Schedule 3 (6) (e) of the Environmental Assessment (Scotland) Act 2005 requires that the "secondary, cumulative and synergistic effects" of introducing market restrictions on single-use plastic items and oxo-degradable plastic products are assessed. Using a single tier approach, this assessment will deliver a summary of all the effects associated with establishing market restrictions on single-use plastic items together with the in-combination effects with other plans and programmes.

In terms of the overall assessment of the cumulative effects, it should be noted that accurately assessing the impact of market restrictions is challenging due to the uncertainties around the variety of alternatives to single-use plastic items in scope, the level of uptake by citizens, and the predicted shift from single-use plastic items to multi-use options.

3.7 Mitigation and Monitoring Proposals

The identification of effective mitigation measures is a fundamental element of the SEA process and, where significant adverse effects have been identified, appropriate mitigation measures have been proposed. The aim of such mitigation measures is to ensure that the replacement of single-use plastic items by non-plastic alternatives is carried out as efficiently as possible, and with greatest respect paid to the reuse and secondary applications of such products.

Putting appropriate measures in place, such as those specified within the relevant sections, may assist in optimising carbon savings and realising greater reductions in waste and litter generation. Mitigation and enhancement measures have been identified for each of the topic areas scoped into the assessment where possible. In some instances, mitigation measures are also proposed for minor negative effects, with corresponding enhancement measures also recommended where appropriate.

In order to ensure that the aims and objectives of placing market restrictions on certain single-use plastic items in Scotland are realised, proposals for the development of a monitoring protocol have been recommended in Section 10.2

It is also anticipated that further information on the development of monitoring protocols associated with the proposed market restrictions will be set out in the Post Adoption Statement.

3.8 Summary and Overview of Difficulties Encountered

This SEA has focussed on the overall assessment of the introduction of market restrictions on specified single-use plastic items and oxo-degradable plastic products in Scotland. The environmental assessment centres on comparing the anticipated effects, both positive and negative, against the 'do nothing' option which is retaining the current stance of no market restrictions.

The main difficulties encountered in undertaking this environmental assessment are summarised below:

  • Data limitations: The overall obtainability of inclusive and accurate baseline data for Scotland has been limited. Where the baseline data has been slight, uncertain or incomprehensive, the best available information together with professional assumptions and judgement has been utilised to assess the anticipated effects of introducing market restrictions.
  • Market research: Limited research was obtained relating to the quantity of products placed on the market in Scotland for each of the items in scope of this research.
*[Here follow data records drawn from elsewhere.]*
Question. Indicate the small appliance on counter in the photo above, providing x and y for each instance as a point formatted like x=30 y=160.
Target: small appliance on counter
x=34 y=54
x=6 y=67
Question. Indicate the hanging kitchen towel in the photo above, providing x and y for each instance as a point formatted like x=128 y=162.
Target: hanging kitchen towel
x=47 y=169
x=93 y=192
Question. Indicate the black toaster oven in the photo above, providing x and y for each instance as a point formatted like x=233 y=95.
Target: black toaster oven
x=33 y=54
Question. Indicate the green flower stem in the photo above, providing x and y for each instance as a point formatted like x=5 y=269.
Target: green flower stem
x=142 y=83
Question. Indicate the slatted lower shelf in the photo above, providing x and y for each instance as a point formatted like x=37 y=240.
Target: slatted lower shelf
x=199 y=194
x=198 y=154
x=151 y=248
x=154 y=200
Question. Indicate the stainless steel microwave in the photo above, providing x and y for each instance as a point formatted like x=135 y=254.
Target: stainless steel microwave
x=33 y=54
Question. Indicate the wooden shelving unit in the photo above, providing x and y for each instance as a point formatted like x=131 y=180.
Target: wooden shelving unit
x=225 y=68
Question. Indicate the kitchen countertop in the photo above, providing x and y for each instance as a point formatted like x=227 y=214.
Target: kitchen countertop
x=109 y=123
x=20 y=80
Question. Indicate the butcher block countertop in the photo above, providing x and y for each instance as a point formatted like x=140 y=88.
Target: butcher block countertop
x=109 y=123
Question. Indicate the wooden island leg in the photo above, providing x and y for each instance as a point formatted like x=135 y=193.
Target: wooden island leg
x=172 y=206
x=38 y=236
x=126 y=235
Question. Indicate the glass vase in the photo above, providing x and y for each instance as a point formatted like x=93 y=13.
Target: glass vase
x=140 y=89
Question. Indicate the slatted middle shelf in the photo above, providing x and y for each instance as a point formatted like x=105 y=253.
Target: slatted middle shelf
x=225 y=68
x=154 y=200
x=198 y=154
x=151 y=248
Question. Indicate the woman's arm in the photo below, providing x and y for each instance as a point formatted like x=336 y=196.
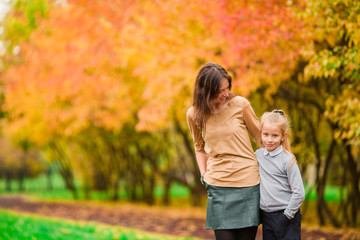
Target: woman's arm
x=201 y=159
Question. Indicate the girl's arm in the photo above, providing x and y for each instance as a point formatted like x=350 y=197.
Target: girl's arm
x=297 y=188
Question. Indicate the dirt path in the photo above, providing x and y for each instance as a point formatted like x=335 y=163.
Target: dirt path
x=174 y=221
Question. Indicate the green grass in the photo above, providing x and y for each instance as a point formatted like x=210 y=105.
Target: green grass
x=37 y=188
x=332 y=194
x=30 y=227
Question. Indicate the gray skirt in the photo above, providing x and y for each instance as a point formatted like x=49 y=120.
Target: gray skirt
x=232 y=207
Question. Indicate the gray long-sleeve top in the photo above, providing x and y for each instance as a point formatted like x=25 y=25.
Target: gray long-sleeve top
x=281 y=185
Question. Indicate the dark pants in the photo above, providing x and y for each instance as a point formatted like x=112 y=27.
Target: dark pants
x=277 y=226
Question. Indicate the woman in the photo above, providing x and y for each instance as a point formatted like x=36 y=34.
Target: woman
x=219 y=123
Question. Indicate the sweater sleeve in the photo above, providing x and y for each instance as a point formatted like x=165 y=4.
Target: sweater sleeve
x=195 y=132
x=251 y=121
x=297 y=188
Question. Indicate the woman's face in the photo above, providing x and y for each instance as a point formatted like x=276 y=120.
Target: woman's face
x=223 y=92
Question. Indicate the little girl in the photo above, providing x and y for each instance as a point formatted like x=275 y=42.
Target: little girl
x=281 y=187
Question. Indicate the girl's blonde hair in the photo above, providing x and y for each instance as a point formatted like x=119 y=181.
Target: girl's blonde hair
x=279 y=118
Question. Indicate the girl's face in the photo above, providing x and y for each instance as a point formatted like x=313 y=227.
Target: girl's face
x=223 y=93
x=271 y=136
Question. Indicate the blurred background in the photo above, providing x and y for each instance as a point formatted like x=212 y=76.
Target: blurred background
x=93 y=95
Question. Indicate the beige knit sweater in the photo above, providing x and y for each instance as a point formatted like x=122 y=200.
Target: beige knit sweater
x=226 y=141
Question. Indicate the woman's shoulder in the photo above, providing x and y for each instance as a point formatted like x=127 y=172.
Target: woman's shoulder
x=239 y=100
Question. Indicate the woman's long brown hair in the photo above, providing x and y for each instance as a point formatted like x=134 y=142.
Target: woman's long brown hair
x=207 y=86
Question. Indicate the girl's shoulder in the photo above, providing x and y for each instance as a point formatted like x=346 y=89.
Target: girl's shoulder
x=289 y=159
x=259 y=152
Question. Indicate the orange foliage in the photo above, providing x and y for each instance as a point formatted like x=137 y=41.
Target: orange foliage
x=96 y=63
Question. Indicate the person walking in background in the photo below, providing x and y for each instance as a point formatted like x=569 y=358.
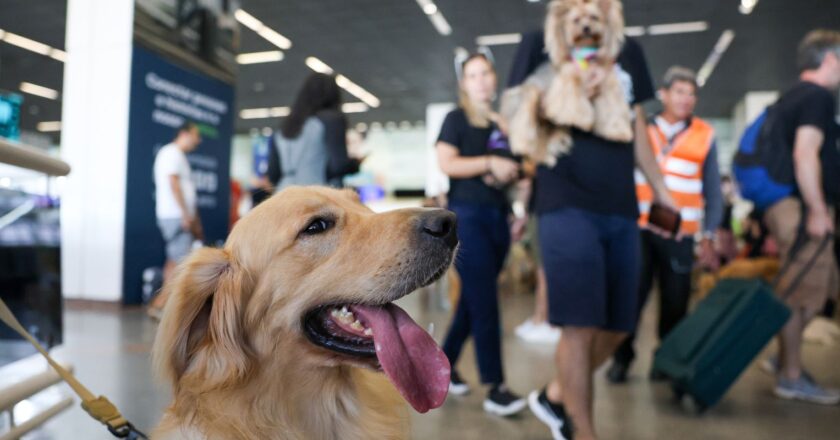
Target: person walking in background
x=311 y=147
x=589 y=239
x=805 y=146
x=175 y=203
x=482 y=207
x=685 y=147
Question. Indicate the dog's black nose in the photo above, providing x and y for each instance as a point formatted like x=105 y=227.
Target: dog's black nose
x=441 y=225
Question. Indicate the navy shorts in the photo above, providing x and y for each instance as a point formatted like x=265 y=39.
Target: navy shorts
x=591 y=264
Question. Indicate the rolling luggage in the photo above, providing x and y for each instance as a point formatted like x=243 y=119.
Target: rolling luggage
x=707 y=351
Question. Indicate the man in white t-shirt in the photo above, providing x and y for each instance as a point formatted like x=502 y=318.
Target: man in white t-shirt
x=175 y=200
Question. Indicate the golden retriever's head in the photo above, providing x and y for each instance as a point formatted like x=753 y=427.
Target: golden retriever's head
x=584 y=23
x=307 y=279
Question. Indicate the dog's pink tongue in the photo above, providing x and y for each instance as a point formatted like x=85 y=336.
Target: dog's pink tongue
x=408 y=355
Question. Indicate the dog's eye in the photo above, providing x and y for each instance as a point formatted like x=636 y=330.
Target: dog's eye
x=317 y=226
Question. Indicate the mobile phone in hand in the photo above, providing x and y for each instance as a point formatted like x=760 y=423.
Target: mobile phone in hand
x=665 y=218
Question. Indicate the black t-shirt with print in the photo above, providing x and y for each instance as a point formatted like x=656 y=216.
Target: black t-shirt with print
x=598 y=174
x=470 y=141
x=806 y=104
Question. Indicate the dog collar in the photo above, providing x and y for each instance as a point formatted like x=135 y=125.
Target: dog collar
x=583 y=56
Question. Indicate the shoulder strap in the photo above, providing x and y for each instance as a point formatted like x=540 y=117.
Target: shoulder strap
x=100 y=408
x=798 y=243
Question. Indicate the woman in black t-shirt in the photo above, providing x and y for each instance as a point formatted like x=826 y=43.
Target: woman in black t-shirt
x=468 y=153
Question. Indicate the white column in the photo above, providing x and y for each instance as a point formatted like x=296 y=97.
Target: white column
x=436 y=182
x=97 y=79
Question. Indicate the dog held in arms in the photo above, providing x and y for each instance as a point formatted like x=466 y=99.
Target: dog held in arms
x=579 y=88
x=283 y=333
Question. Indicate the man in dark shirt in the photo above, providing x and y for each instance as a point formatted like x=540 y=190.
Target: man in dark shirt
x=806 y=150
x=590 y=243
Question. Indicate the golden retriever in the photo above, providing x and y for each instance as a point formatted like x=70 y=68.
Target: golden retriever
x=580 y=87
x=281 y=333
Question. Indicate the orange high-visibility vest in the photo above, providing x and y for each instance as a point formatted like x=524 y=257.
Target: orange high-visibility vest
x=682 y=168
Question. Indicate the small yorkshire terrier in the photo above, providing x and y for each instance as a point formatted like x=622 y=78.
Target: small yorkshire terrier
x=579 y=89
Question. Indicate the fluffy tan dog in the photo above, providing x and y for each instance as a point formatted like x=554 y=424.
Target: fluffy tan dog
x=282 y=333
x=579 y=89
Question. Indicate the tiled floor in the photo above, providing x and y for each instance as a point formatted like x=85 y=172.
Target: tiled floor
x=111 y=353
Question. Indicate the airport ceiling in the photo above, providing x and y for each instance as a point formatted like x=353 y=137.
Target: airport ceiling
x=391 y=48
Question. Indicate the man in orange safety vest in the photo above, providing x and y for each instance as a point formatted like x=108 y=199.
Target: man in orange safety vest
x=685 y=148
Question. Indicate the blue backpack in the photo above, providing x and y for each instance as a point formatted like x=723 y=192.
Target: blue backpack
x=756 y=165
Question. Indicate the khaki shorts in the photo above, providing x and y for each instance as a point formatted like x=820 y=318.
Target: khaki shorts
x=821 y=281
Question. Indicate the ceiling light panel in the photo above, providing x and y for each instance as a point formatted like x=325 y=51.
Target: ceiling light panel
x=48 y=126
x=260 y=57
x=35 y=89
x=32 y=45
x=435 y=16
x=498 y=39
x=262 y=30
x=678 y=28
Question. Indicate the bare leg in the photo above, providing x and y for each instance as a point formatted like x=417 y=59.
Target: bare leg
x=573 y=384
x=790 y=344
x=606 y=342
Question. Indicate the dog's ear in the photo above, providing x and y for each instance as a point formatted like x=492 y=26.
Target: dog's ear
x=555 y=37
x=200 y=340
x=614 y=33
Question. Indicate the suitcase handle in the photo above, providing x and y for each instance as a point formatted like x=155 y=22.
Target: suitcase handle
x=799 y=242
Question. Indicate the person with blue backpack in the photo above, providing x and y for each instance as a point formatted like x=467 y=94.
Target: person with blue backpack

Estimates for Scotland were compiled through a market research assessment exercise which utilised a two-stage approach:

1. A review of EU, English, and Welsh data on single-use plastics and methodologies used; and

2. Stakeholder engagement to gather relevant stats and evidence on the amount of single-use plastic items sold in Scotland.

Although the market research assessment exercise highlighted a degree of uncertainty in existing methodologies and reported estimates, the bottom-up assessment approach, coupled with insights and feedback from stakeholders, has allowed us to conclude the best available estimates using all secondary data available.